GRANDE GALERIE DU CLOITRE D’ANG-KOR-VAT

NOTRE CAMPEMENT A SUONG

CHAPITRE VII
DE SUONG A KOMPONG-CHAM — UN INCIDENT

24 mars 1908.

Aux premières lueurs de l’aube, Guérin ausculte la machine et l’examine en détail jusque dans ses moindres organes. Il est à craindre en effet que les cahots continuels de la journée d’hier, qui ont mis à la plus dure épreuve toutes les pièces de la machine et surtout les essieux, les roues et la direction, n’aient infligé à notre vaillante compagne une de ces secrètes meurtrissures qui brisent à la longue les moteurs, tout comme les vases.

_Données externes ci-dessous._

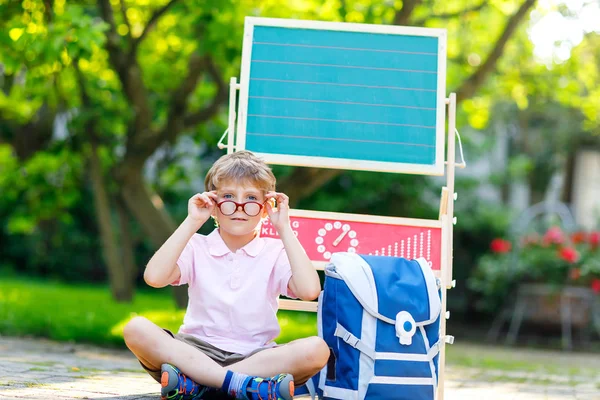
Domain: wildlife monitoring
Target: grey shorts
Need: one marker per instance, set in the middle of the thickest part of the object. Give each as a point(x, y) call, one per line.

Nous suivons les opérations de notre habile mécanicien presque avec la même angoisse que nous inspirerait l’examen d’un malade par un praticien célèbre.

Mais le calme de Guérin nous rassure ; nous ne le voyons brandir aucun de ces instruments terribles qu’exige une opération sur l’organisme compliqué d’une auto.

La revue s’achève par un cri de triomphe ! Tout va bien, rien n’a bougé ! Toutes les pièces ont merveilleusement résisté au terrible travail que nous leur avons imposé.

Après un simple graissage, nous allons pouvoir repartir.